— A Fiat 500X engine fire lawsuit has been tossed by the judge after he ruled the law requires an expert opinion which the lawsuit doesn't have, though the plaintiffs argue the opposite.
The Fiat 500X engine fire lawsuit was filed by Michelle Baker and Cody Berta who purchased a used 2016 Fiat 500X crossover SUV in 2018 when the vehicle had about 48,000 miles on it.
On July 11, 2020, the Fiat SUV caught fire in the driveway at about 5:50 a.m and the fire spread to house. Berta says he had “only been out of the vehicle for about 15 or 20 minutes before the fire.” The fire department put out the fire but the Fiat 500X was destroyed.
The plaintiffs contacted Fiat Chrysler which inspected the SUV, but due to the fire damage FCA found, “the information at hand would not permit us to associate the fire with a manufacturing or assembly error.”
The lawsuit mentions how after the fire, Chrysler mailed the plaintiffs “Customer Satisfaction Notice W80” about how the SUV could suffer from a “low oil condition” that could cause the SUV to stall unless it was repaired. The repairs would be performed for free.
The plaintiffs disposed of the Fiat 500X four months after the fire, then sued Chrysler alleging that some sort of engine defect caused the 2016 Fiat 500X engine to catch fire.
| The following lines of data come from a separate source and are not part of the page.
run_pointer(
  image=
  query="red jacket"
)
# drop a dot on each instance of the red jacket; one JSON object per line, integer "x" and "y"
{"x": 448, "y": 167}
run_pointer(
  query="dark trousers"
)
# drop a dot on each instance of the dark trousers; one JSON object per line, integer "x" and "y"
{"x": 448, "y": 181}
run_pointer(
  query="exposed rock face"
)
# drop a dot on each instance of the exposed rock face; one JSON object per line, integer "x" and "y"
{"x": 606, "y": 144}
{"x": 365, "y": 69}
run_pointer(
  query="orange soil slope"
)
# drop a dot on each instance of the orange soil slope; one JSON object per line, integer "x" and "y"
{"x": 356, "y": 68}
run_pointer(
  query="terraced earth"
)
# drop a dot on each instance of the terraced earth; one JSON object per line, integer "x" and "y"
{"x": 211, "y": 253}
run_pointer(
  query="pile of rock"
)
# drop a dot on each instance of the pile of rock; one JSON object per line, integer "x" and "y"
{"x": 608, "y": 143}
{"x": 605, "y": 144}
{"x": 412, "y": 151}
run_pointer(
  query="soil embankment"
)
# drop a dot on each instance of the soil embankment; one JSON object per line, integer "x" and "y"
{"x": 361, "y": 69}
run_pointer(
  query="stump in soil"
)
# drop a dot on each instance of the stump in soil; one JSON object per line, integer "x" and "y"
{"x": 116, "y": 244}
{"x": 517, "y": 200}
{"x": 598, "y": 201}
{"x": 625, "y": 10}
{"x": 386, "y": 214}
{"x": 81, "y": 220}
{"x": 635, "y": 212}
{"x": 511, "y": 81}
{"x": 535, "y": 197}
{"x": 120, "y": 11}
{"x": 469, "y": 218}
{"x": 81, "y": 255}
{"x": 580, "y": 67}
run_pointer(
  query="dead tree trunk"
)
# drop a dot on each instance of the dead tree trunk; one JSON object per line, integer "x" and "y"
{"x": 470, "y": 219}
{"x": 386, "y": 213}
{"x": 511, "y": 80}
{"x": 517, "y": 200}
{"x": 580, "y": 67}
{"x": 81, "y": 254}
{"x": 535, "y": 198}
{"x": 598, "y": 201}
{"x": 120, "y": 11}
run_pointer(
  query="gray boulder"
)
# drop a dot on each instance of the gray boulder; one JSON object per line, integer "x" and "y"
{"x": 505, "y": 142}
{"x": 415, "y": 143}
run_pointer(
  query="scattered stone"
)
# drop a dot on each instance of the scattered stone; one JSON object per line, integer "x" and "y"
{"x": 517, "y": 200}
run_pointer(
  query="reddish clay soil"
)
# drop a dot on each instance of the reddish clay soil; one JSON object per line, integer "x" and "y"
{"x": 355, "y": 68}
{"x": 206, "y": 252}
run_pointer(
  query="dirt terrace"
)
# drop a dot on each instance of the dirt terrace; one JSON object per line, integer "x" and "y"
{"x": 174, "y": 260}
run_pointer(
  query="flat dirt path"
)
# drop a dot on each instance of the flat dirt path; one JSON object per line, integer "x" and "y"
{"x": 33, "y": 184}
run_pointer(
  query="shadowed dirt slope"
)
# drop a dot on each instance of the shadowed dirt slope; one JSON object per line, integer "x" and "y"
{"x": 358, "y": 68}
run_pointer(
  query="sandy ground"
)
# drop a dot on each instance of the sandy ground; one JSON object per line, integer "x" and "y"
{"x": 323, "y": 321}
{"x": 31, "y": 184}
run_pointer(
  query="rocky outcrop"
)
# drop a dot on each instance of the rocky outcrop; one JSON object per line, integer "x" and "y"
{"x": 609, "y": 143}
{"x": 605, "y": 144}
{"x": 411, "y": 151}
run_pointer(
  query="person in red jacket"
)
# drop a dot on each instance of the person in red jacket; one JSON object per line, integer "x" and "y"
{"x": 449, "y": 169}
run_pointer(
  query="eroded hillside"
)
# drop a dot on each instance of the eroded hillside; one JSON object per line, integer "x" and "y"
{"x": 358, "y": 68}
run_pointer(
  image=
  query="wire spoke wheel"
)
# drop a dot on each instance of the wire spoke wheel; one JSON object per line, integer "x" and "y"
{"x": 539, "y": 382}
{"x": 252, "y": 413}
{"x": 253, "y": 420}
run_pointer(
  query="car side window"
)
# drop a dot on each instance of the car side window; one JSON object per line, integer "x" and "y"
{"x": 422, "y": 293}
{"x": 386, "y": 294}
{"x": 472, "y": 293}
The plaintiffs filed the engine fire lawsuit alleging three counts: a “design defect,” “manufacturing defect” and “breach of warranty.”
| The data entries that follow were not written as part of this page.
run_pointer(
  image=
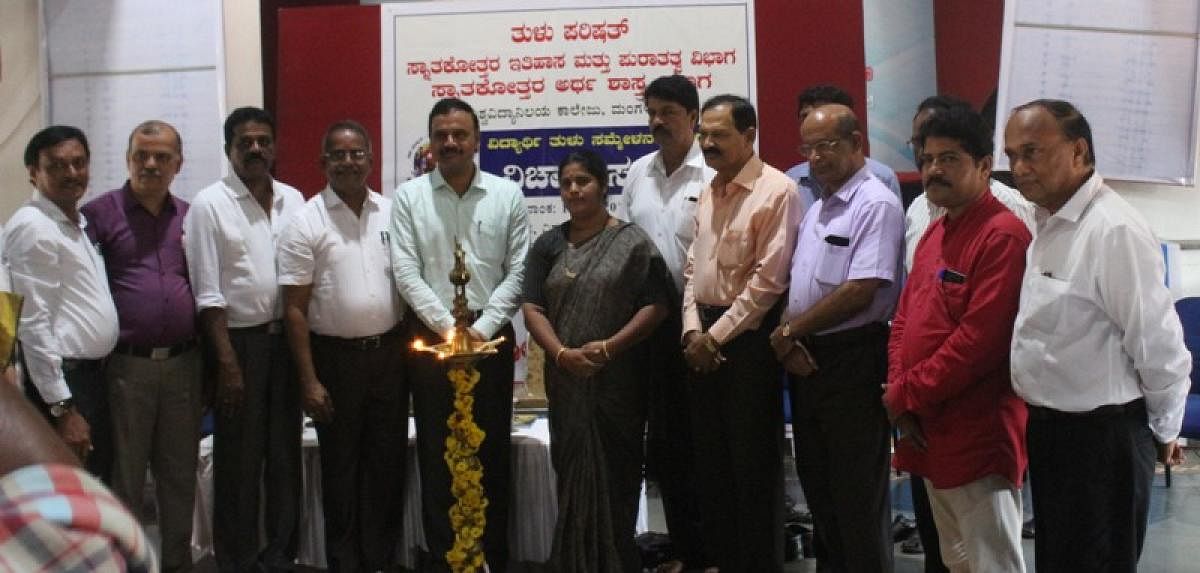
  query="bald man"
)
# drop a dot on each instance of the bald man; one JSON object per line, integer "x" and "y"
{"x": 833, "y": 339}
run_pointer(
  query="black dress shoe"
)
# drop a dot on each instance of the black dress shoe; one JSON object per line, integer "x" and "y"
{"x": 903, "y": 528}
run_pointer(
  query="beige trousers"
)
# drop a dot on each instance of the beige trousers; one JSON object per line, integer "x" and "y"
{"x": 979, "y": 525}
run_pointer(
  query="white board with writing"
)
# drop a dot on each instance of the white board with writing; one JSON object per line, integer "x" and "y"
{"x": 114, "y": 65}
{"x": 1131, "y": 68}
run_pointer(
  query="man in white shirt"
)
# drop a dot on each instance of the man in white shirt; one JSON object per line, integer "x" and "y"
{"x": 69, "y": 321}
{"x": 1098, "y": 350}
{"x": 661, "y": 192}
{"x": 457, "y": 201}
{"x": 343, "y": 321}
{"x": 229, "y": 237}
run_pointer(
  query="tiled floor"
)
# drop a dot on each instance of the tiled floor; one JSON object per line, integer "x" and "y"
{"x": 1173, "y": 543}
{"x": 1173, "y": 538}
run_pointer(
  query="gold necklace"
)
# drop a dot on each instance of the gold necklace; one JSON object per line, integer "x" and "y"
{"x": 570, "y": 247}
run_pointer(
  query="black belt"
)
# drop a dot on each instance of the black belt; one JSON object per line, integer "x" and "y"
{"x": 1105, "y": 411}
{"x": 849, "y": 337}
{"x": 270, "y": 327}
{"x": 156, "y": 353}
{"x": 709, "y": 313}
{"x": 360, "y": 343}
{"x": 82, "y": 365}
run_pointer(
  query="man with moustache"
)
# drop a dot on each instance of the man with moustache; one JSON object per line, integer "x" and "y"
{"x": 921, "y": 211}
{"x": 918, "y": 216}
{"x": 486, "y": 213}
{"x": 69, "y": 321}
{"x": 343, "y": 321}
{"x": 845, "y": 278}
{"x": 155, "y": 373}
{"x": 735, "y": 275}
{"x": 1098, "y": 350}
{"x": 948, "y": 378}
{"x": 810, "y": 187}
{"x": 231, "y": 236}
{"x": 661, "y": 192}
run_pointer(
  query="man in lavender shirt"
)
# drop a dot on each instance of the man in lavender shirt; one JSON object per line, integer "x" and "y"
{"x": 833, "y": 341}
{"x": 154, "y": 374}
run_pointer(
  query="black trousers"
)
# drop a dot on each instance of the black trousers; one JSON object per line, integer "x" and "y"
{"x": 363, "y": 451}
{"x": 843, "y": 456}
{"x": 737, "y": 415}
{"x": 1093, "y": 475}
{"x": 432, "y": 404}
{"x": 669, "y": 444}
{"x": 258, "y": 450}
{"x": 85, "y": 379}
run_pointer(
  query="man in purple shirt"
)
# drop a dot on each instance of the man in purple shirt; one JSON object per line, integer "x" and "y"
{"x": 154, "y": 374}
{"x": 833, "y": 342}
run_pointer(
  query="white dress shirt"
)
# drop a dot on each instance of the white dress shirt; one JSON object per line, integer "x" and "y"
{"x": 665, "y": 205}
{"x": 491, "y": 222}
{"x": 346, "y": 259}
{"x": 1096, "y": 324}
{"x": 231, "y": 245}
{"x": 69, "y": 312}
{"x": 921, "y": 213}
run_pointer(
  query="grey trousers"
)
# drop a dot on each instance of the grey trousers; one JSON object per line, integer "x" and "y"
{"x": 156, "y": 408}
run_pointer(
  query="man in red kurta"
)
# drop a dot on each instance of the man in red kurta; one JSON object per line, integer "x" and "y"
{"x": 949, "y": 392}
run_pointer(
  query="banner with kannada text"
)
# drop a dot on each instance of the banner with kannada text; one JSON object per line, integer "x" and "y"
{"x": 546, "y": 78}
{"x": 550, "y": 77}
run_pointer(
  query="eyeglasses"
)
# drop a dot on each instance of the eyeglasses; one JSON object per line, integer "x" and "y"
{"x": 821, "y": 148}
{"x": 347, "y": 154}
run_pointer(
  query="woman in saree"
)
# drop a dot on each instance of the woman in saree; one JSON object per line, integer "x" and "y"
{"x": 594, "y": 288}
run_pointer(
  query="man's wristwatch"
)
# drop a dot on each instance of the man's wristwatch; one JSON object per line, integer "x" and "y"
{"x": 60, "y": 409}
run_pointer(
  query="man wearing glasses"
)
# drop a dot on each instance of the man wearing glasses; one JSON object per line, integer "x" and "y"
{"x": 833, "y": 342}
{"x": 343, "y": 321}
{"x": 69, "y": 321}
{"x": 809, "y": 186}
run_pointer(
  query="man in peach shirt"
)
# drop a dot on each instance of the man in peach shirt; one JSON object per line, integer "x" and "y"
{"x": 736, "y": 273}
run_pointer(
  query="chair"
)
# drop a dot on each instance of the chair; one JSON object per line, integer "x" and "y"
{"x": 1189, "y": 315}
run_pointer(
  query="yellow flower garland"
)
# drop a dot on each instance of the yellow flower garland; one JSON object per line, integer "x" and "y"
{"x": 467, "y": 514}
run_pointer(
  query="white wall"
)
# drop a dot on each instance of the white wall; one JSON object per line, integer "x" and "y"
{"x": 21, "y": 98}
{"x": 1174, "y": 212}
{"x": 243, "y": 54}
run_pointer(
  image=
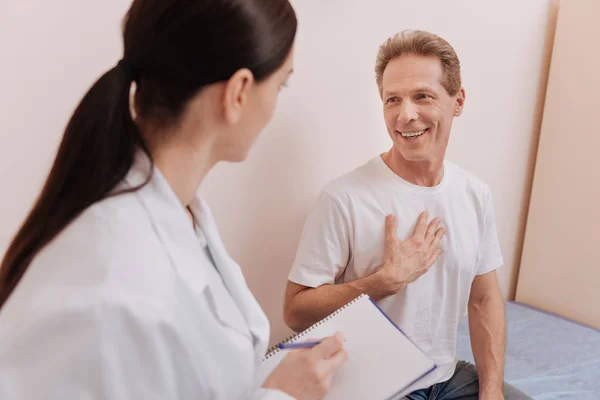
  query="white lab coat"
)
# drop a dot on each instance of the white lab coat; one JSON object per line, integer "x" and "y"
{"x": 118, "y": 306}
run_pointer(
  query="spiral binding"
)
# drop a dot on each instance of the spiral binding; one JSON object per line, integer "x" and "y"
{"x": 275, "y": 349}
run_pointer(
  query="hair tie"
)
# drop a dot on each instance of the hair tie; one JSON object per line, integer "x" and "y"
{"x": 128, "y": 68}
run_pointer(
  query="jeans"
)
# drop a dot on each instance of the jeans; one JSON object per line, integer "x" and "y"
{"x": 464, "y": 385}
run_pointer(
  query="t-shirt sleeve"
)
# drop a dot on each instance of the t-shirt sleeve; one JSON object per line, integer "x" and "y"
{"x": 324, "y": 249}
{"x": 490, "y": 253}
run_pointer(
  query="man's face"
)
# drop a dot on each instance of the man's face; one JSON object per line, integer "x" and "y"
{"x": 417, "y": 109}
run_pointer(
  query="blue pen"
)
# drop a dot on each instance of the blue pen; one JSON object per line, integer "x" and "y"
{"x": 303, "y": 345}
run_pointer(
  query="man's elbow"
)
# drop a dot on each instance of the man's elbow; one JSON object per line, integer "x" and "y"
{"x": 291, "y": 315}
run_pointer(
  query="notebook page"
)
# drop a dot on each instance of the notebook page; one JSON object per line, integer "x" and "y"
{"x": 382, "y": 361}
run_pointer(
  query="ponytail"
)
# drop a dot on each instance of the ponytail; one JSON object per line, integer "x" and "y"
{"x": 95, "y": 154}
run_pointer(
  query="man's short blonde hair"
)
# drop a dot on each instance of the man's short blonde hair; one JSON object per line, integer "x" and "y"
{"x": 424, "y": 44}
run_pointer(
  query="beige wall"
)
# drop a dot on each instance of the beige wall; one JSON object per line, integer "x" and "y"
{"x": 328, "y": 121}
{"x": 560, "y": 270}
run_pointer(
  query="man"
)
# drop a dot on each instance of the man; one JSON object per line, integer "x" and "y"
{"x": 345, "y": 249}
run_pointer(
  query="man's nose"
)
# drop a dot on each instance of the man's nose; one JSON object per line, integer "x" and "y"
{"x": 408, "y": 112}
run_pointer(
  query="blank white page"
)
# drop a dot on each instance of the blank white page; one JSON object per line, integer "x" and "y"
{"x": 382, "y": 361}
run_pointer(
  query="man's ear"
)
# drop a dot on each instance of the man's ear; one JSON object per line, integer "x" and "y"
{"x": 460, "y": 102}
{"x": 235, "y": 96}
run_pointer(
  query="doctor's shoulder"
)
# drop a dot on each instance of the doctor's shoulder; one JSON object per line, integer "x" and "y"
{"x": 110, "y": 248}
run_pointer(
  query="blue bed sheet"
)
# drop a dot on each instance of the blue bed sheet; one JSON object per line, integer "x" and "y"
{"x": 547, "y": 357}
The plaintiffs seek damages for "medical expenses, pain and suffering, mental anguish, permanent injuries, disfigurement, lost wages, and extensive property damage to Plaintiffs’ house and personal vehicle—as well as punitive damages."
Judge Corey Landon Maze says the plaintiffs cannot prove any of their claims without proving what caused the fire. Without proof of the cause, they cannot prove the fire resulted from a design defect (Count 1), a manufacturing defect (Count 2), nor can they prove FCA breached some part of a warranty (Count 3).
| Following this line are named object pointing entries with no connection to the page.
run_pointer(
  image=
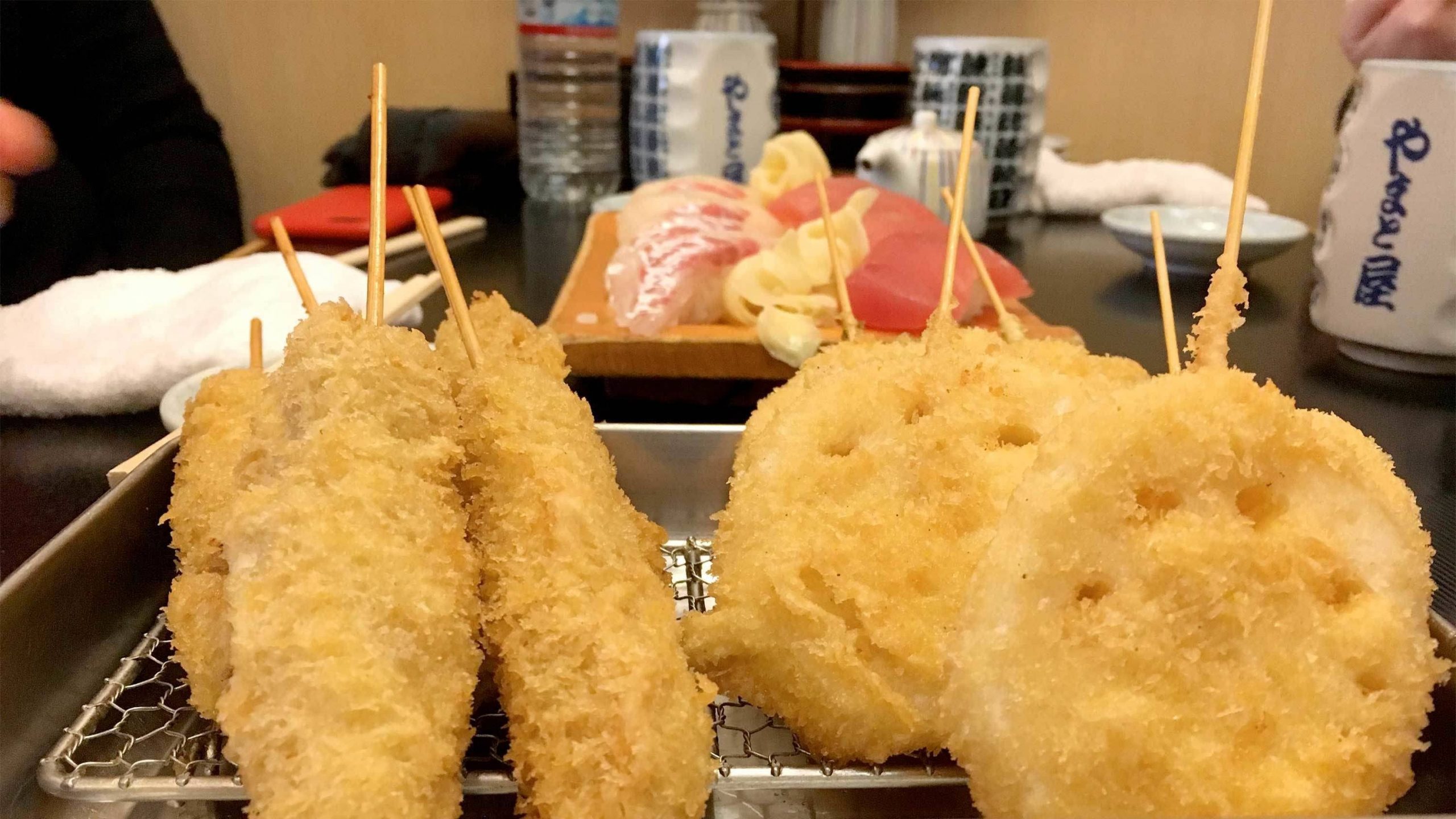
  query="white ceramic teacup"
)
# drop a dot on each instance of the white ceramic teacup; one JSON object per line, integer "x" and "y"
{"x": 1385, "y": 254}
{"x": 702, "y": 102}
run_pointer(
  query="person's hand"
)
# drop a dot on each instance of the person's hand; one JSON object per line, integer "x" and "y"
{"x": 1401, "y": 30}
{"x": 25, "y": 148}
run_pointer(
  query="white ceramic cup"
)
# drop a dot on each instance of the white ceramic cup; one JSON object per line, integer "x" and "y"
{"x": 1385, "y": 253}
{"x": 702, "y": 102}
{"x": 1012, "y": 114}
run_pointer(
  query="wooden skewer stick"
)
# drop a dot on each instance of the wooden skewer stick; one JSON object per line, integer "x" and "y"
{"x": 378, "y": 177}
{"x": 846, "y": 311}
{"x": 1010, "y": 325}
{"x": 419, "y": 200}
{"x": 1165, "y": 302}
{"x": 295, "y": 268}
{"x": 963, "y": 167}
{"x": 255, "y": 344}
{"x": 1221, "y": 311}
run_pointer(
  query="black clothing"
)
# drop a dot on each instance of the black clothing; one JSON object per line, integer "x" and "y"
{"x": 142, "y": 178}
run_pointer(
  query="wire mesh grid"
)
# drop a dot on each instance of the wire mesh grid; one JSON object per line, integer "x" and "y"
{"x": 139, "y": 739}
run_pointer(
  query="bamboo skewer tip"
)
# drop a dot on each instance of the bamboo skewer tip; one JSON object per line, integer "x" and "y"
{"x": 963, "y": 167}
{"x": 290, "y": 260}
{"x": 255, "y": 344}
{"x": 1008, "y": 324}
{"x": 378, "y": 181}
{"x": 419, "y": 200}
{"x": 1165, "y": 305}
{"x": 846, "y": 312}
{"x": 1219, "y": 317}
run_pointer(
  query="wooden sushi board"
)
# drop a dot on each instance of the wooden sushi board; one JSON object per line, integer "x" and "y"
{"x": 596, "y": 346}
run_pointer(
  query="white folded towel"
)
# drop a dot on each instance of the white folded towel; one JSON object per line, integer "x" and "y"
{"x": 1083, "y": 190}
{"x": 117, "y": 340}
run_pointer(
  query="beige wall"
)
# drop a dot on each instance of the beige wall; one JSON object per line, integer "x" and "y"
{"x": 1129, "y": 78}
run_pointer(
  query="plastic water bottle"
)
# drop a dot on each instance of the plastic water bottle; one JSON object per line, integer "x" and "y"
{"x": 568, "y": 100}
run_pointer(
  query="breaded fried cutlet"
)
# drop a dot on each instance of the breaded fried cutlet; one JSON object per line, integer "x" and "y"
{"x": 864, "y": 494}
{"x": 606, "y": 721}
{"x": 216, "y": 432}
{"x": 353, "y": 591}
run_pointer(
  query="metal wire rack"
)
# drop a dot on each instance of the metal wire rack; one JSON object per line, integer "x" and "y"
{"x": 140, "y": 741}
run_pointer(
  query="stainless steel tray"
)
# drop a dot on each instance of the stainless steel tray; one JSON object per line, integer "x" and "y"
{"x": 140, "y": 741}
{"x": 137, "y": 739}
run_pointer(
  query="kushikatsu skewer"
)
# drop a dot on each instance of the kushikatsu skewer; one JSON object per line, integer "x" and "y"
{"x": 1165, "y": 305}
{"x": 846, "y": 312}
{"x": 1145, "y": 586}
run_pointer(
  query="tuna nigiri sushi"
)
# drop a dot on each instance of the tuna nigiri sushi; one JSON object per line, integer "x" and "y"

According to FCA, the lawsuit is doomed because the plaintiffs offer no expert opinion about what caused the fire. The judge agrees that Alabama law requires expert testimony to prove such a vehicle defect.
The plaintiffs assert the fire chief is the expert of the case, and he allegedly reported the fire, “began in the engine of Defendants’ Fiat 500X,” specifically “the engine compartment.”
FCA responded that the plaintiffs never disclosed the fire chief as an expert and even if they had, the chief clearly said he could not determine what caused the fire because the Fiat 500X was destroyed by the fire.
In the official incident report, the fire chief said the cause of the vehicle fire, “was undetermined [due] to the extensive fire damage.”
According to the judge, the plaintiffs disclosed no experts by the deadline and no expert depositions were taken.
And the judge says the fire chief could not legally offer an expert opinion because the law requires expert testimony to be “based on sufficient facts or data.”
"But Chief Macoy says in the incident report that 'what cause[d] the car to catch on fire was undetermined [due] to the extensive fire damage.' In other words, Plaintiffs’ proposed expert admits that he lacks 'sufficient facts or data,' to opine on the cause of the fire. So Plaintiffs cannot offer Chief Macoy’s narrative as an expert opinion on causation." — Judge Corey Maze
However, the plaintiffs claim the case should still move forward based on pictures of the 2016 Fiat 500X after the fire. (See above)
"The photographs taken of the automobile at issue in this action clearly display for any lay witness and/or jury to reasonably conclude that the engine of the automobile at issue in this action was the source of the fire at issue, because the engine wholly and completely burned to nothing but ashes, while the remainder of the automobile at issue in this action remained intact, albeit unmistakably and significantly fire damaged."
The judge didn't buy that argument.
"But lay pictures are not expert testimony, which is required given the nature of the alleged defect in a technical product. Plaintiffs’ failure to offer expert testimony that explains why their SUV caught fire dooms their case." — Judge Maze
The Fiat 500X engine fire lawsuit was filed in the U.S. District Court for the Northern District of Alabama (Eastern Division): Michelle Baker, et al., v. Fiat Chrysler Automobiles US LLC.